Salute

QUATTRO SINTOMI DEI POLIPI AL COLON, ESCRESCENZE CHE POTREBBERO TRASFORMARSI IN TUMORE

Hai mai sentito parlare di polipi al colon? Si tratta di escrescenze anomale che si sviluppano sulla parete interna del colon-retto. Il problema dei polipi intestinali è molto diffuso: si calcola che una percentuale che varia dal 15 al 20 % della popolazione adulta sia affetta da questo disturbo. I polipi solitamente sono asintomatici, a meno che non raggiungano dimensioni considerevoli. La maggior parte sono benigni, ma con il passare del tempo possono evolvere in maligni e dare luogo alla formazione di tumori. Se l’ispezione completa del colon rileva la presenza di polipi, si procede immediatamente con l’asportazione chirurgica.

I sintomi dei polipi intestinali

I polipi al colon quasi sempre sono asintomatici. Quando presenti, i sintomi sono i seguenti:

  • sanguinamento dal retto;
  • feci rosse o nere, che indicano presenza di sangue;
  • stitichezza o diarrea;
  • dolori e crampi addominali.

La perdita di sangue attraverso il retto può causare anemia, che a sua volta si manifesta con mancanza di respiro, debolezza e stanchezza.

Fattori di rischio dei polipi al colon

I polipi al colon sono più comuni in determinati gruppi di persone. I fattori che possono favorirne la comparsa includono:

  • età superiore ai cinquant’anni;
  • familiarità per poliposi intestinale;
  • fumo;
  • obesità;
  • diabete trascurato;
  • sedentarietà;
  • patologie intestinali infiammatorie;
  • abuso di alcol;
  • malattie ereditarie che provocano la formazione dei polipi, come la sindrome di Lynch e la poliposi adenomatosa familiare (FAP).

Esiste un sistema per prevenire la formazione di polipi al colon?

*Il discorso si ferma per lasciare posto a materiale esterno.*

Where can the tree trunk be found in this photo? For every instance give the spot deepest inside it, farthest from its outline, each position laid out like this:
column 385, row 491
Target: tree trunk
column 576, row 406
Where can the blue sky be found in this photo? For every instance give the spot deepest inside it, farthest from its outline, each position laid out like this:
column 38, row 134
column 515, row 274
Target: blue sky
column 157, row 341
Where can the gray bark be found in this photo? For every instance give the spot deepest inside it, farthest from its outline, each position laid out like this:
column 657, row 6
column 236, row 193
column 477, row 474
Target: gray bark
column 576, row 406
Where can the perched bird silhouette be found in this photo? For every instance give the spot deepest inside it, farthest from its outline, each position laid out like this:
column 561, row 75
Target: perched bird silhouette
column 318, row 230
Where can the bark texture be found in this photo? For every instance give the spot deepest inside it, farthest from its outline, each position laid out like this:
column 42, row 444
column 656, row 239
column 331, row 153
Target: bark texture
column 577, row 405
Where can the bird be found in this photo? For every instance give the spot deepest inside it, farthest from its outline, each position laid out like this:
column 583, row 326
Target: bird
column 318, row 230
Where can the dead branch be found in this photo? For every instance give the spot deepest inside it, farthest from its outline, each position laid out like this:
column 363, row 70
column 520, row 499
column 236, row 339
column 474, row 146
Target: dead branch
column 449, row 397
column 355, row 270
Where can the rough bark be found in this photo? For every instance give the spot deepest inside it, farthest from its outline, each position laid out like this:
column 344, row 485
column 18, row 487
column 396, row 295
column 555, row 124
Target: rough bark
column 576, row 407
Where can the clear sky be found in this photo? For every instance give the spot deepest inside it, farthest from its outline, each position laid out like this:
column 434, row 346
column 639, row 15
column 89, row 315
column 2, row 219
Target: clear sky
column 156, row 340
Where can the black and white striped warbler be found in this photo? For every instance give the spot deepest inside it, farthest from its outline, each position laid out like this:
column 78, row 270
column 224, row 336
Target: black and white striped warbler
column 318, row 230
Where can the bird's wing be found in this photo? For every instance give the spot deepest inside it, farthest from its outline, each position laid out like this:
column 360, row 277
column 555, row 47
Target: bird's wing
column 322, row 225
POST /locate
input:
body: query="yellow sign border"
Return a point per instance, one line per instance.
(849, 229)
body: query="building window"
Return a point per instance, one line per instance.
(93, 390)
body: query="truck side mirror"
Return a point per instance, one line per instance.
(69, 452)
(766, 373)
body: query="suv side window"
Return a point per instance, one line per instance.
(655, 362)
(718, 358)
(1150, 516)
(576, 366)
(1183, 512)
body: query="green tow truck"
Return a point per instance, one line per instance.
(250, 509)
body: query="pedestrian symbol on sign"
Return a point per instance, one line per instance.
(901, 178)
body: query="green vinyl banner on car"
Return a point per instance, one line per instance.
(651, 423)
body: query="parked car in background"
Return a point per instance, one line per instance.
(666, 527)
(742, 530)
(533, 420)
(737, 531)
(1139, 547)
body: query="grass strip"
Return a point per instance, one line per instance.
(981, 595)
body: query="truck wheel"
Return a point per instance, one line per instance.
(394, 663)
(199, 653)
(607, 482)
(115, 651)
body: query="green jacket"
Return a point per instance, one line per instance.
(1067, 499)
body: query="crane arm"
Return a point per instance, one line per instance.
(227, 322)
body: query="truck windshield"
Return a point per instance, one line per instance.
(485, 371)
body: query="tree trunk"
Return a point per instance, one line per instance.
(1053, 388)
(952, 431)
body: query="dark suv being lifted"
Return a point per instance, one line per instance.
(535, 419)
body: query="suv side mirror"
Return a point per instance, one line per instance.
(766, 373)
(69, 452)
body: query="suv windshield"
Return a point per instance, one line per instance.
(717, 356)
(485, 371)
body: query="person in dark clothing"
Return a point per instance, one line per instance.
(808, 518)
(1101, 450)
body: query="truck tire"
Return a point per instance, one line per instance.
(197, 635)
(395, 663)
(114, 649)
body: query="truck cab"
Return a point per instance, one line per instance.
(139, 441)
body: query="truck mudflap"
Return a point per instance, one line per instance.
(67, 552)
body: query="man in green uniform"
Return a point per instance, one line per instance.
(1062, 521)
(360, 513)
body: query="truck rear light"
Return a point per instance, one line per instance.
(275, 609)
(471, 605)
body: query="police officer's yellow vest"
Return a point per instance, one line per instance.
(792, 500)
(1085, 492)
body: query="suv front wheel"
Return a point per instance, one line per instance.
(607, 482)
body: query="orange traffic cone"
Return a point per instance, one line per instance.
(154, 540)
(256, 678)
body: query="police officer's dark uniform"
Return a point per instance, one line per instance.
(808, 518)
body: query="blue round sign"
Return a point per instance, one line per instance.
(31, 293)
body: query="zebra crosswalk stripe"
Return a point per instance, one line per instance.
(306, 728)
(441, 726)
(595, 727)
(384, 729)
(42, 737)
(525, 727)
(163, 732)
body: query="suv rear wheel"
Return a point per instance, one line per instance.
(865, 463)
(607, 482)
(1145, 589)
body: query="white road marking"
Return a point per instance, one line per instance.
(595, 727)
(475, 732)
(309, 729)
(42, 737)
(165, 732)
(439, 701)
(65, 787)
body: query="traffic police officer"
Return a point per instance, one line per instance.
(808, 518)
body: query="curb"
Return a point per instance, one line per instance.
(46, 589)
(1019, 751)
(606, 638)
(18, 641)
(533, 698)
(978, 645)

Non sempre è possibile prevenire la formazione dei polipi al colon, ma puoi adottare qualche misura per ridurre il rischio della loro comparsa. Tra le altre ricordiamo:

  • evitare il fumo e altri usi del tabacco;
  • limitare il consumo di bevande alcoliche;
  • in caso di obesità o sovrappeso cercare di dimagrire praticando regolarmente attività fisica e seguendo una dieta sana;
  • aumentare il consumo di frutta, verdura e cereali integrali;
  • evitare i cibi elaborati, specialmente gli insaccati;
  • evitare la frittura e gli alimenti ricchi di grassi;
  • aumentare l’apporto di vitamina D e di calcio mangiando broccoli, altre verdure crucifere e prodotti lattiero-caseari;
  • in caso di familiarità per i polipi al colon o per altre patologie che ne favoriscono la formazione, si raccomanda di eseguire con maggiore frequenza alcuni esami specifici come la colonscopia.

Sebbene i polipi intestinali siano quasi sempre benigni e non provochino alcun sintomo quando hanno dimensioni ridotte, non dovrebbero comunque essere sottovalutati. La colonscopia e altri esami eseguiti regolarmente possono aiutarti a individuarli e a rimuoverli tempestivamente, onde evitare gravi complicazioni come il tumore al colon.